New research suggests that members of younger generations, like Generation X and Millennials, have a higher risk of 17 cancer types than members of older generations, like Baby Boomers. Published Wednesday in The Lancet Public Health journal, the new work outlines a significant difference in cancer types and incidence among adults born between 1920 and 1990, separated by 5-year intervals.

Across cancer types, incidence rate in the 1990 cohort ranged from 12 percent higher for ovarian cancer to 169 percent higher for uterine corpus cancer than that in the birth cohort with the lowest incidence rate.

Of the 34 types of cancer the researchers studied, 17 of them had increased incidence rates for every successive cohort born since 1920. Of these 17, 8 of them were newly identified, including cardia gastric, small intestine, estrogen receptor-positive breast, ovary, liver and intrahepatic bile duct and non-HPV-associated oral and pharynx in female individuals, and anus and Kaposi sarcoma in male individuals.

The authors analyzed two sets of data from between 2000 and 2020. One set, from the North American Association of Central Cancer Registries, comprised more more than 23 million patients diagnosed with 34 types of cancer; the other set, from the U.S. National Center for Health Statistics, looked at mortality data from over 7 million deaths from 25 types of cancer.

While experts aren’t certain of the reason behind this increase, they believe it’s linked to lifestyle and environmental factors, including obesity. Increase in 10 of the 17 cancers in younger birth groups are related to obesity, including colon, kidney, pancreas, ovary, and liver. According to the American Cancer Society, about 20 percent of cancer diagnoses in the U.S. are associated with excess body weight. Other factors may include sedentary behavior, ingredients in food or water, common medications, chemical exposure, or chemical agents, the paper says.

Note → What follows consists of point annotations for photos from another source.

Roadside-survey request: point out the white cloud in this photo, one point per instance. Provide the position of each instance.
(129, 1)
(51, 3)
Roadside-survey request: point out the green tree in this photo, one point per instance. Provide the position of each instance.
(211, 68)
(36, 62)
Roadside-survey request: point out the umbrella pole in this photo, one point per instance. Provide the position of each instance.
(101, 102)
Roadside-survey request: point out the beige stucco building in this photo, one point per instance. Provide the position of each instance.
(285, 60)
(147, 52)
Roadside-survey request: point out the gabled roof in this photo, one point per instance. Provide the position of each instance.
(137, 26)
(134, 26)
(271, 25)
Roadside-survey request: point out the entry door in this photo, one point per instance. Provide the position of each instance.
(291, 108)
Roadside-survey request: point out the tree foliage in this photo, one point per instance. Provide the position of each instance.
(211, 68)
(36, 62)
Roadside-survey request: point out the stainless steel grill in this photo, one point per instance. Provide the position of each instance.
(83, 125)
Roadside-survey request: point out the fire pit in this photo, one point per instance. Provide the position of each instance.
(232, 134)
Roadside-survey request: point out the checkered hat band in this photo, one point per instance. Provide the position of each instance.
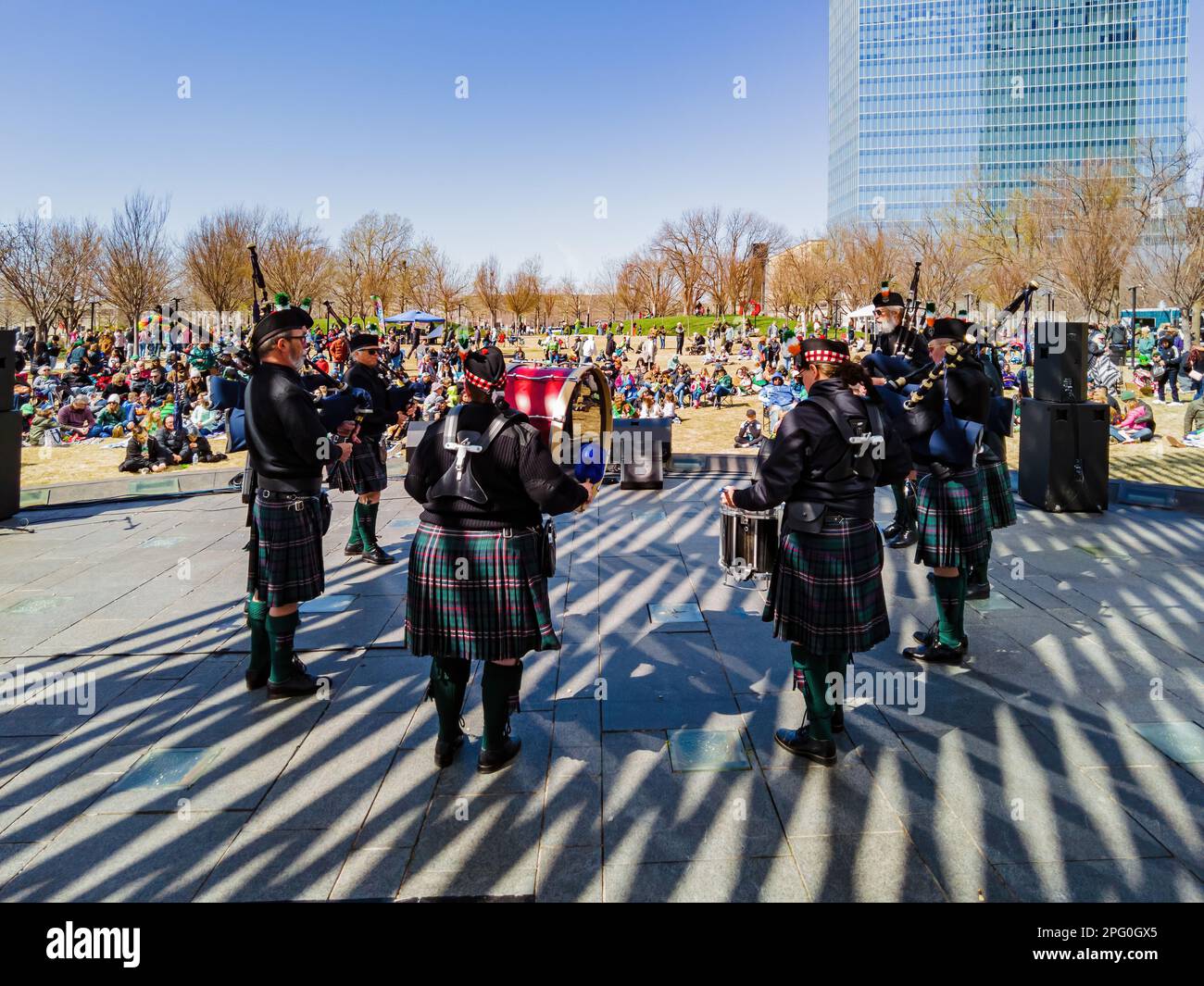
(481, 383)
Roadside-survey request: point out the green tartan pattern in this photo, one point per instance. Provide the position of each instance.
(284, 564)
(997, 499)
(950, 521)
(826, 589)
(477, 593)
(362, 472)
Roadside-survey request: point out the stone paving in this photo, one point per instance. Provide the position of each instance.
(1064, 761)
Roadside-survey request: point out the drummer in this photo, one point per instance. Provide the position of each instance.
(477, 588)
(826, 592)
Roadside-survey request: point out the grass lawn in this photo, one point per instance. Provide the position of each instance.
(701, 430)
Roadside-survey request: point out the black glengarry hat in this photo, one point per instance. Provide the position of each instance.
(485, 368)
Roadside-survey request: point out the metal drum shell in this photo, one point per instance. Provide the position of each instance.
(751, 536)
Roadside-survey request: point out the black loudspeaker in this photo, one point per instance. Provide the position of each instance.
(1060, 361)
(1063, 456)
(10, 462)
(7, 368)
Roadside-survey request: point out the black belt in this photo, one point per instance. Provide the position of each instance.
(297, 485)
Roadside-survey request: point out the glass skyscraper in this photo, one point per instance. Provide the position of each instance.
(927, 95)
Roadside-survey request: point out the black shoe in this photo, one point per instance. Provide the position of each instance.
(938, 653)
(295, 685)
(445, 750)
(978, 590)
(489, 761)
(799, 743)
(257, 680)
(926, 637)
(374, 555)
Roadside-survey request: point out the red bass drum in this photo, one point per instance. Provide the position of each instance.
(562, 402)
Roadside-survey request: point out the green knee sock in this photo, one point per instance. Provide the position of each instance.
(357, 537)
(449, 680)
(951, 608)
(260, 644)
(500, 685)
(368, 524)
(281, 631)
(814, 688)
(978, 573)
(901, 512)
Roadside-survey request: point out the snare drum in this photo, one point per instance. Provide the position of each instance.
(747, 542)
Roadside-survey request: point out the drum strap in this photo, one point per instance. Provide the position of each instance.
(458, 481)
(865, 444)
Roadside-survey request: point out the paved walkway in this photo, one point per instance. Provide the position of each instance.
(1064, 761)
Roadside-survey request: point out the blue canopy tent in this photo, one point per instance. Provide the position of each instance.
(413, 315)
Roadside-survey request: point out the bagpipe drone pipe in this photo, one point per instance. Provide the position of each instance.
(349, 405)
(930, 428)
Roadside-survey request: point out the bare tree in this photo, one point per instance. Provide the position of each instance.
(573, 297)
(377, 248)
(865, 257)
(79, 247)
(449, 281)
(684, 243)
(48, 268)
(521, 293)
(215, 260)
(136, 271)
(488, 285)
(947, 261)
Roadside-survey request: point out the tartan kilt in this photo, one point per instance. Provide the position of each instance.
(997, 500)
(826, 589)
(951, 523)
(497, 609)
(364, 471)
(285, 550)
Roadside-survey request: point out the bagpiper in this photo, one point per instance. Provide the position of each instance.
(365, 472)
(477, 585)
(943, 424)
(998, 502)
(288, 448)
(892, 359)
(826, 593)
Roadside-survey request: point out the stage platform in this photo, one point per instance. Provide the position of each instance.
(1063, 762)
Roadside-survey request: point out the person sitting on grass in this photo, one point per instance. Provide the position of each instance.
(750, 431)
(205, 419)
(778, 399)
(722, 388)
(109, 423)
(44, 425)
(76, 419)
(143, 453)
(1136, 425)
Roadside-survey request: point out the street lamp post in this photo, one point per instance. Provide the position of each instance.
(1133, 330)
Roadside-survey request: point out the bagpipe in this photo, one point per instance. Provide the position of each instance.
(910, 342)
(333, 408)
(398, 390)
(922, 414)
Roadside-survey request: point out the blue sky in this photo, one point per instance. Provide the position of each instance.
(357, 101)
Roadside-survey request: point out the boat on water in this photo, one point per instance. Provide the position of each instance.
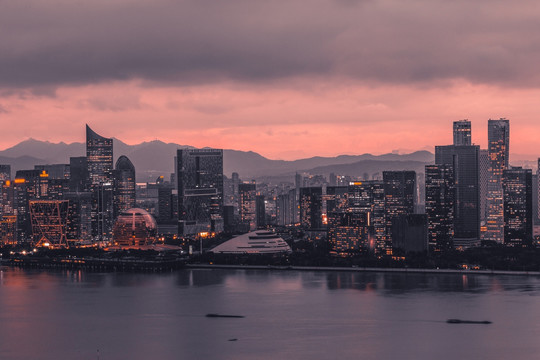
(227, 316)
(459, 321)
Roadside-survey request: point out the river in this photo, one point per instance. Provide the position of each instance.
(288, 315)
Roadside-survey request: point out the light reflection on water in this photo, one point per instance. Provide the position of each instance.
(289, 315)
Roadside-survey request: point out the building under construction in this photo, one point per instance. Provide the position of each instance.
(49, 222)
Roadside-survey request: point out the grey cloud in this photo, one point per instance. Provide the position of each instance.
(57, 42)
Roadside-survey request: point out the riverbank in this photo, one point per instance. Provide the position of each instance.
(364, 269)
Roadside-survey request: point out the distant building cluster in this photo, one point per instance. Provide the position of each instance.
(467, 196)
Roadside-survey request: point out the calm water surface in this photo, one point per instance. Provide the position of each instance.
(289, 315)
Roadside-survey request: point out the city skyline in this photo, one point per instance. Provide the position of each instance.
(281, 81)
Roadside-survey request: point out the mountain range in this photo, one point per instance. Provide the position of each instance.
(155, 158)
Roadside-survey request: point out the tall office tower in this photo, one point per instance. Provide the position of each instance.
(518, 214)
(399, 193)
(5, 172)
(200, 190)
(55, 171)
(283, 209)
(349, 232)
(410, 233)
(483, 173)
(247, 206)
(298, 183)
(79, 224)
(440, 195)
(499, 144)
(538, 190)
(124, 185)
(336, 198)
(99, 157)
(79, 179)
(368, 197)
(260, 211)
(464, 161)
(311, 208)
(462, 132)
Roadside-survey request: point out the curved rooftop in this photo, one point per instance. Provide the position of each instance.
(123, 163)
(256, 242)
(92, 135)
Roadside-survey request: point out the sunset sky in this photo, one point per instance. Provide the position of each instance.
(285, 78)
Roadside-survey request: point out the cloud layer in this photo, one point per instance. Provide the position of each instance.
(60, 42)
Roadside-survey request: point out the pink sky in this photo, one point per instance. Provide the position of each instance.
(279, 78)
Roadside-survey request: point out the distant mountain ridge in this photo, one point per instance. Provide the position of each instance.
(155, 158)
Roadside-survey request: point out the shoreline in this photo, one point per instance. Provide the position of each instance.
(364, 269)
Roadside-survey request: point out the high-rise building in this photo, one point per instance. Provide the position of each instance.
(5, 172)
(538, 190)
(124, 185)
(349, 232)
(440, 195)
(200, 190)
(99, 157)
(499, 144)
(368, 197)
(462, 132)
(400, 195)
(483, 173)
(410, 233)
(464, 161)
(311, 208)
(260, 211)
(518, 214)
(247, 194)
(79, 179)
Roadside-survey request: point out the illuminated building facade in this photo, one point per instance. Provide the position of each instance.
(124, 185)
(49, 222)
(8, 230)
(134, 227)
(440, 195)
(311, 207)
(462, 132)
(349, 233)
(465, 162)
(260, 211)
(5, 172)
(400, 194)
(410, 233)
(199, 175)
(247, 206)
(518, 213)
(99, 158)
(483, 173)
(499, 144)
(368, 197)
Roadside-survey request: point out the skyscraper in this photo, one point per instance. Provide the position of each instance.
(483, 162)
(499, 144)
(518, 214)
(99, 157)
(368, 197)
(440, 195)
(247, 194)
(124, 185)
(311, 208)
(464, 161)
(199, 174)
(400, 193)
(462, 132)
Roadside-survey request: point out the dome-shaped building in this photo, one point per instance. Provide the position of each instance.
(134, 227)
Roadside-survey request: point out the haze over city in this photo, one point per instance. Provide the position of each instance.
(283, 79)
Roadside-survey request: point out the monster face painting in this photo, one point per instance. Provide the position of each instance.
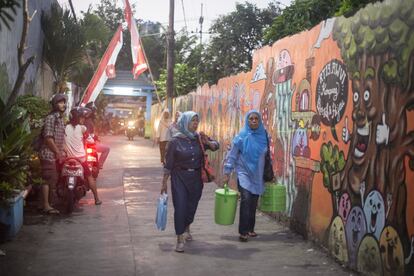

The authors also found that mortality trends increased with the incidence of liver (in women only), uterine corpus, gallbladder, testicular, and colorectal cancers. However, endometrial cancer grew most rapidly in terms of diagnoses and mortalities.

“That was a sobering finding,” first author Hyuna Sung, a cancer epidemiologist at the American Cancer Society, told NBC News. “Although many cancer rates are rising, we don’t necessarily see this increase in mortality because we are treating them a lot better than before.”